Individual datasets get their own place in the filesystem instead of all being shoved into a single file on disk. This is by design, as it generally means better performance since this means less waiting for file locks to release from other Container instances. Also, it gives a space to put other files related to the dataset itself, such as figures produced from it.

You can get the location on disk of a dataset with

>>> s.data.locate('cations/residue1')
'/home/bob/marklar/cations/residue1'

which is particularly useful for outputting figures.

Another advantage of organizing Containers at the filesystem level is that datasets can be handled at the filesystem level. Removing a dataset with a

> # shell
> rm -r marklar/cations/residue2

is immediately reflected by the Container

>>> s.data
<Data(['cations/residue1', 'cations/residue3', 'distances'])>

Datasets can likewise be moved within the Container’s directory tree and they will still be found, with names matching their location relative to the state file.

Reference: Data

The class mdsynthesis.core.aggregators.Data is the interface used by Containers to access their stored datasets. It is not intended to be used on its own, but is shown here to give a detailed view of its methods.

class mdsynthesis.core.aggregators.Data(container, containerfile, logger)

Interface to stored data.

add(handle, *args, **kwargs)

Store data in Container.

A data instance can be a pandas object (Series, DataFrame, Panel), a numpy array, or a pickleable python object. If the dataset doesn’t exist, it is added. If a dataset already exists for the given handle, it is replaced.

Arguments:
handle

name given to data; needed for retrieval

data

data structure to store

append(handle, *args, **kwargs)

Append rows to an existing dataset.

The object must be of the same pandas class (Series, DataFrame, Panel) as the existing dataset, and it must have exactly the same columns (names included).

Arguments:
handle

name of data to append to

data

data to append

locate(handle)

Get directory location for a stored dataset.

Arguments:
handle

name of data to retrieve location of

Returns:
datadir

absolute path to directory containing stored data

make_filepath(handle, filename)

Return a full path for a file stored in a data directory, whether the file exists or not.
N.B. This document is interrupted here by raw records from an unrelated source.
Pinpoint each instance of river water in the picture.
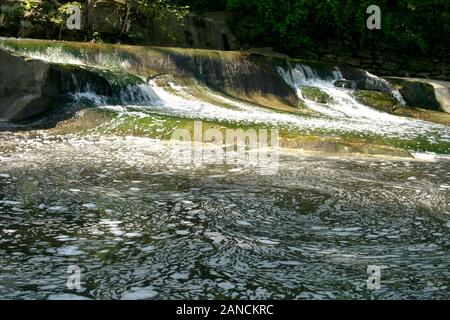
[0,131,450,299]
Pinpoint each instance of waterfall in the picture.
[277,64,406,123]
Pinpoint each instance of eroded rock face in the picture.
[0,50,49,120]
[386,77,450,112]
[0,49,143,121]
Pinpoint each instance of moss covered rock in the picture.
[387,78,442,111]
[301,87,331,103]
[353,90,398,112]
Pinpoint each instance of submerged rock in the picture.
[353,90,398,113]
[0,49,144,121]
[386,78,450,112]
[334,79,356,89]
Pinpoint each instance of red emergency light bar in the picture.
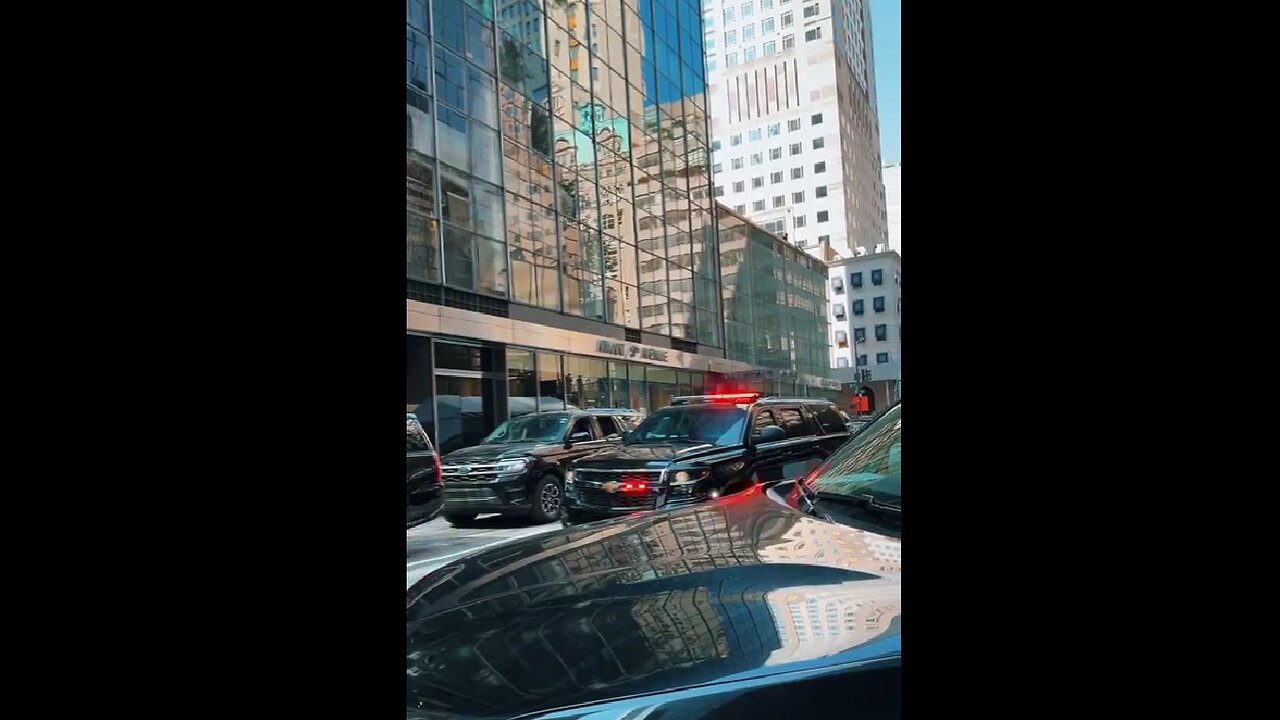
[671,392,760,405]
This is useful if preparing plots or other files derived from the dataset, since these can be stored with the data in its own directory. This method does the small but annoying work of generating a full path for the file.
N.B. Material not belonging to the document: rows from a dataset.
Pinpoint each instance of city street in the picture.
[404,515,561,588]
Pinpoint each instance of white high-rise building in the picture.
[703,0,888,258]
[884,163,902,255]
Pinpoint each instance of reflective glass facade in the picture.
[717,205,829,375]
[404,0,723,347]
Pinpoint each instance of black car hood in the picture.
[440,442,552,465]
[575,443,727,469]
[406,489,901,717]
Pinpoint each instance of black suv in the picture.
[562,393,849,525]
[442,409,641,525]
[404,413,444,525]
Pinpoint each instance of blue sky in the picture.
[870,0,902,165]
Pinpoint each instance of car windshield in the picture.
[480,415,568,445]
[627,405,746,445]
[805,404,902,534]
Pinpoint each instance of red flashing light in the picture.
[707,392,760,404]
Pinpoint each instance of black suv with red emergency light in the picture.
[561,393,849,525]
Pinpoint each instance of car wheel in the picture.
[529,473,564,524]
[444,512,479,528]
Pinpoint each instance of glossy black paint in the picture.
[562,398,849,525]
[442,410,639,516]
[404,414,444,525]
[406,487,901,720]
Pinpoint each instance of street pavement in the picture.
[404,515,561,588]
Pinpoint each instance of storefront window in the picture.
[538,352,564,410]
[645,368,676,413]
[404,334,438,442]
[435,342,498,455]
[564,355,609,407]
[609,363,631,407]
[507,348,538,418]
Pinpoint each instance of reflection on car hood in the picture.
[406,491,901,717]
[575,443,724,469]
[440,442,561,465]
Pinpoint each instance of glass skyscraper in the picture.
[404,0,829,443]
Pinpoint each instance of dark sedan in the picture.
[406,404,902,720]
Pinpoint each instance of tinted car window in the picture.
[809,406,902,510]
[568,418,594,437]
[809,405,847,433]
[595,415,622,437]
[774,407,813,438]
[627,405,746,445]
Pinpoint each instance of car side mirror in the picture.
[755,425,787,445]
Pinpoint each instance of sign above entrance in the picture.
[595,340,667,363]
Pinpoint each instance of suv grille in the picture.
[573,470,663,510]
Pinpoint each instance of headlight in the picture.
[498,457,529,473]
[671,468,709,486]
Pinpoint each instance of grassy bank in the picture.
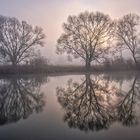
[0,65,140,75]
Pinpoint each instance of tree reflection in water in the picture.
[117,77,140,126]
[0,77,45,125]
[57,75,116,131]
[57,75,140,131]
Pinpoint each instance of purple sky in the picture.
[0,0,140,64]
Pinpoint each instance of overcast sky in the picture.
[0,0,140,64]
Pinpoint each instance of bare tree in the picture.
[116,14,140,66]
[0,16,45,65]
[57,12,113,68]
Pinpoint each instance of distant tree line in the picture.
[0,12,140,69]
[57,12,140,68]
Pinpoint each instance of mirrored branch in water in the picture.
[57,75,117,131]
[117,77,140,126]
[0,78,45,125]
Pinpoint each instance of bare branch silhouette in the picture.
[0,16,45,65]
[57,12,114,68]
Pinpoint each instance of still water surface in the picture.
[0,73,140,140]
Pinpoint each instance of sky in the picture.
[0,0,140,64]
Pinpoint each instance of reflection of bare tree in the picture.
[0,78,45,125]
[117,77,140,126]
[57,75,116,131]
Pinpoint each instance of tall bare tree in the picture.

This method doesn’t care whether or not the path exists; it simply returns the path it’s asked to build.

Arguments:
handle

name of dataset file corresponds to

filename

filename of file

Returns:
filepath

absolute path for file

remove(handle, **kwargs)

Remove a dataset, or some subset of a dataset.

Note: in the case the whole dataset is removed, the directory containing the dataset file (Data.h5) will NOT be removed if it still contains file(s) after the removal of the dataset file.

For pandas objects (Series, DataFrame, or Panel) subsets of the whole dataset can be removed using keywords such as start and stop for ranges of rows, and columns for selected columns.

Arguments:
handle

name of dataset to delete

Keywords:
where

conditions for what rows/columns to remove

start

row number to start selection

stop

row number to stop selection

columns

columns to remove

retrieve(handle, *args, **kwargs)

Retrieve stored data.

The stored data structure is read from disk and returned.

If dataset doesn’t exist, None is returned.

For pandas objects (Series, DataFrame, or Panel) subsets of the whole dataset can be returned using keywords such as start and stop for ranges of rows, and columns for selected columns.

Also for pandas objects, the where keyword takes a string as input and can be used to filter out rows and columns without loading the full object into memory. For example, given a DataFrame with handle ‘mydata’ with columns (A, B, C, D), one could return all rows for columns A and C for which column D is greater than .3 with:

retrieve('mydata', where='columns=[A,C] & D > .3')

Or, if we wanted all rows with index = 3 (there could be more than one):

retrieve('mydata', where='index = 3')

See :meth:pandas.HDFStore.select() for more information.

Arguments:
handle

name of data to retrieve

Keywords:
where

conditions for what rows/columns to return

start

row number to start selection

stop

row number to stop selection

columns

list of columns to return; all columns returned by default

iterator

if True, return an iterator [False]

chunksize

number of rows to include in iteration; implies iterator=True

Returns:
data

stored data; None if nonexistent